The ABCs of the Chinese Super League: Guangzhou Evergrande Taobao FC

Mats Fredrix

The much-discussed, though generally uncharted, Chinese Super League will take off at around the end of February and the beginning of March.The alien league caused nothing short of a gold rush throughout the January transfer window. To many it epitomises everything going wrong in the world of football, but who are the clubs wreaking all that havoc?

For anyone trying to find their way into the CSL, there is no way around the seemingly invincible title defenders, Guangzhou Evergrande Taobao FC.

“Be the best forever”

The self-proclaimed most successful and most influential football club in Asia are six-times consecutive CSL champions and double Asian Champions League winners. They managed to dominate more than half a decennia of Chinese soccer by continuously drawing foreign know-how as well as relying on the cream of homegrown talent.

Newly promoted in 2011 they grabbed the CSL title for the first time in a Kaiserslautern-style raid. Reinvigorated by the Chinese real-estate giant Evergrande Group, they vowed to “revive Chinese football and to cultivate football stars”.

To build on their success and “be the best forever”, the club attracted Italian Marcello Lippi, now the national manager for China, and kick-started a minor brain drain of coaching intelligence to Asia, with managers such as Sven-Goran Eriksson following his lead.

As the know-how besides the pitch went, so did the talent on it. Brazilian and Argentinian idols like Muriqui, Elkeson, and Dario Conca traded the Campeonato Brasileiro Série A for the Chinese Super League.

Guangzhou remained true to their mission and appointed former FIFA player of the year Fabio Cannavaro to take over from his former national manager. However, Cannavaro’s first coaching stint was cut surprisingly short as former Brazil and Portugal manager Luiz Felipe Scolari took over the wheel mid-season 2015. 

SEE ALSO: There’s more to the ambitious Chinese Super League than inflated wages

Although Cannavaro seems to have bounced back, clinching promotion to the CSL with Tianjin Quanjian last season, Scolari was an immediate hit winning both the CSL and the AFC Champions League during his first season in charge.

Scolari is still holding the reins at Guangzhou for the upcoming season and he counts on his Chinese-Brazilian dressing room to carve the club’s name even deeper into CSL history.

The dressing room

One of his most faithful is Chinese Zheng Zhi, captain for both club and country, and believed to be the best Chinese soccer player in recent years. He was part of the promoted side in 2010 after spells at Charlton Athletic and Celtic FC and makes up the beating heart of the Guangzhou side. He can play practically anywhere but in goal.

His fellow countryman Gao Lin has also been there from the early days. He is the all-time top scorer for the club with a total of 88 goals in all competitions. For his entire career, he has had to fight for his spot with South-American rivals. Nowadays, Brazilians Ricardo Goulart and Alan Carvalho, who both joined the Tigers in 2015 for record-breaking transfer fees, are producing most of the magic up front.

Goulart won the League’s MVP award in 2015 and again in 2016 along with the Golden Boot, finding the mark 19 times. Alan joined from Red Bull Salzburg where he scored nearly 100 times, although, at Guangzhou, he has not yet been able to live up to those standards.

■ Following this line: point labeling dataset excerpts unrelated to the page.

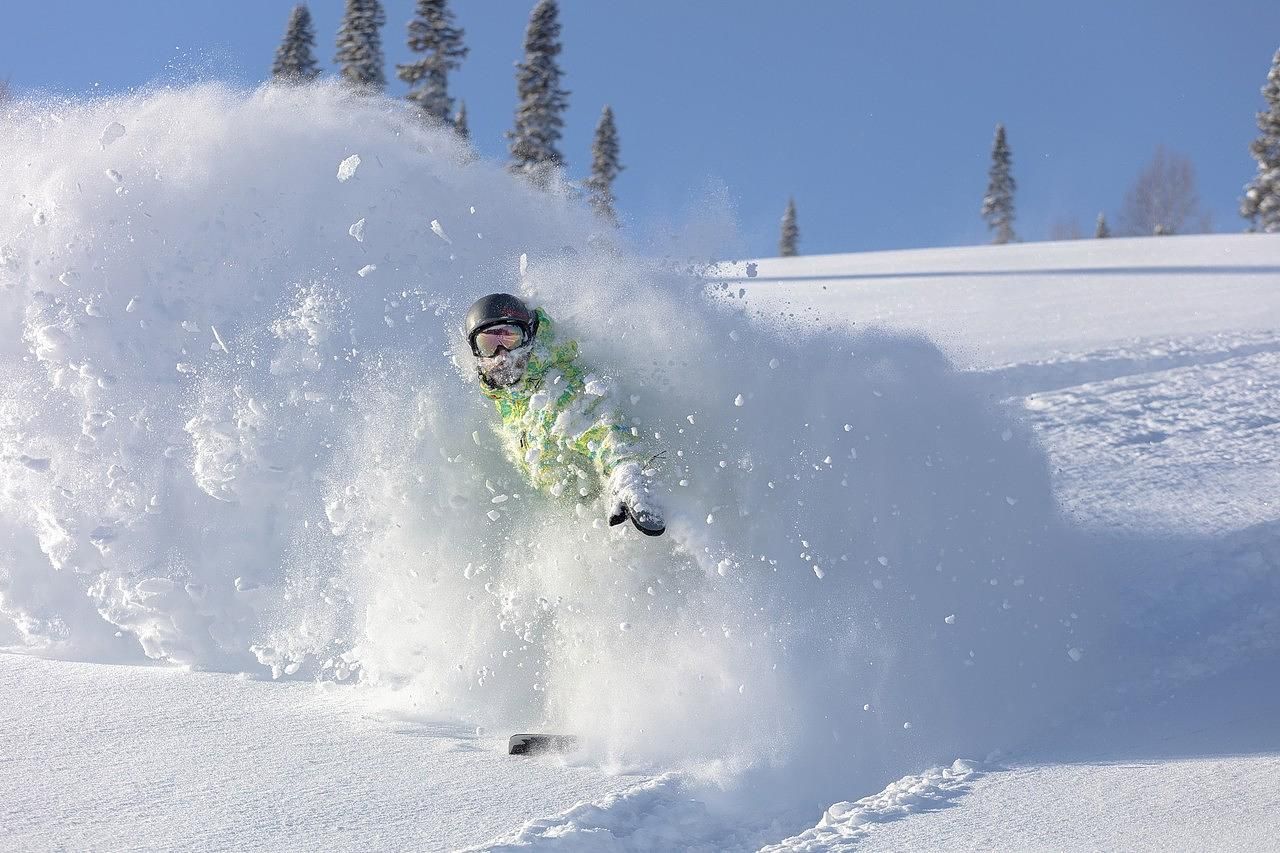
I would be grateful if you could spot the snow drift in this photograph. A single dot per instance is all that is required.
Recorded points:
(238, 432)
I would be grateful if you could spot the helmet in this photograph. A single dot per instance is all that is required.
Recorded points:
(499, 308)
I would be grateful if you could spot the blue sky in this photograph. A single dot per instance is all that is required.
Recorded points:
(876, 114)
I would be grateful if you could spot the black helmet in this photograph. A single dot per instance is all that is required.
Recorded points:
(499, 308)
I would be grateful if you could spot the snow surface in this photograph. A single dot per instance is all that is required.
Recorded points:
(922, 507)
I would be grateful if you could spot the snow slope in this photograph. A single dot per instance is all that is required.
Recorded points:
(238, 434)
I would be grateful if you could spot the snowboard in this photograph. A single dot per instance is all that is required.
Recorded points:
(536, 744)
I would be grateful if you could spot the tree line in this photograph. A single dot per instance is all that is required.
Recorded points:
(438, 45)
(1162, 200)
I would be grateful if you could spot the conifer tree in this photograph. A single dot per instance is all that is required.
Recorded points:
(295, 63)
(360, 44)
(460, 121)
(604, 168)
(433, 35)
(539, 114)
(789, 246)
(1261, 203)
(997, 205)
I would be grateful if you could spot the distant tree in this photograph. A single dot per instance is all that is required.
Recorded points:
(1164, 200)
(360, 44)
(433, 35)
(1261, 203)
(539, 114)
(997, 205)
(295, 62)
(460, 122)
(789, 245)
(1066, 228)
(604, 168)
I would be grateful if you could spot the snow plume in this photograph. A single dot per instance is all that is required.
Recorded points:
(234, 437)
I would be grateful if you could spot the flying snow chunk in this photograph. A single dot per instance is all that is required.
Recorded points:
(110, 133)
(347, 168)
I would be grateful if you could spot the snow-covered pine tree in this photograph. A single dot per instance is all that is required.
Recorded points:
(539, 114)
(432, 33)
(1261, 203)
(360, 44)
(295, 63)
(789, 245)
(997, 205)
(604, 168)
(460, 122)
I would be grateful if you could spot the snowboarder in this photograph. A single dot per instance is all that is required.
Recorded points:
(560, 423)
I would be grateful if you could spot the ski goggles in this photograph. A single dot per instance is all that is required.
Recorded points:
(504, 336)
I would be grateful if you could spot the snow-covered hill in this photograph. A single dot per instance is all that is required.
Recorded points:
(965, 510)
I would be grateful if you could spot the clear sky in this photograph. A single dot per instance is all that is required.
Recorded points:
(876, 114)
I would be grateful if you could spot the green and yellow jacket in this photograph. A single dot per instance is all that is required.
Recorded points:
(561, 425)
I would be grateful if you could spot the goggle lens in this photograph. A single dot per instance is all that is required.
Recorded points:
(507, 336)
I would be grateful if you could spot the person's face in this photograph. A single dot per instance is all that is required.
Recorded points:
(502, 352)
(503, 368)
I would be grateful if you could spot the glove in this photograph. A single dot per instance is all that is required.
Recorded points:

Although those names might still not ring too many bells, midfielder Paulinho who left White Hart Lane in 2015 and striker Jackson Martinez who joined from Atletico Madrid a year later certainly will.

Quiet January

No big names moved to South China during the January transfer window, although soccer A-list celebs like Arda Turan and Pepe were regularly linked. The 30-year-old striker Martinez caused the biggest transfer blip when rumours surfaced he was looking for a way out.

The Colombian failed to really make his mark during his first season in South China and things came to a head when it was reported late January that he was cut from the squad competing in the Asian Champions League later this month.

West Ham and Leicester City appeared interested in the Colombian international and a two-way deal with Islam Slimani was rumoured but ultimately fell through.

The weigh-in

Looking at the club’s head-to-head encounters with the European top, only the FIFA Club World Cup can provide the faintest of ideas. Although the Club World Cup is not particularly popular in Europe, Asia has adopted the tournament as its highest honour in soccer.

The Chinese Tigers ended fourth in both Club World Cup tournaments they took part in. Bayern Munich was too strong in the 2013 semi-final and in 2015 Luis Suarez netted a hat-trick for Barcelona leaving the Chinese champions in shambles again.

The side’s total market value is estimated at £40m, about £25m short of the Premier League’s lowest market valued side, Burnley FC. It is fair to say their quality compared the European top is dubitable at the least.

See, there’s much more to the Chinese Super League than unlimited money. And we hope you now realise why Premier League stars are heading for China, just like this lot will be!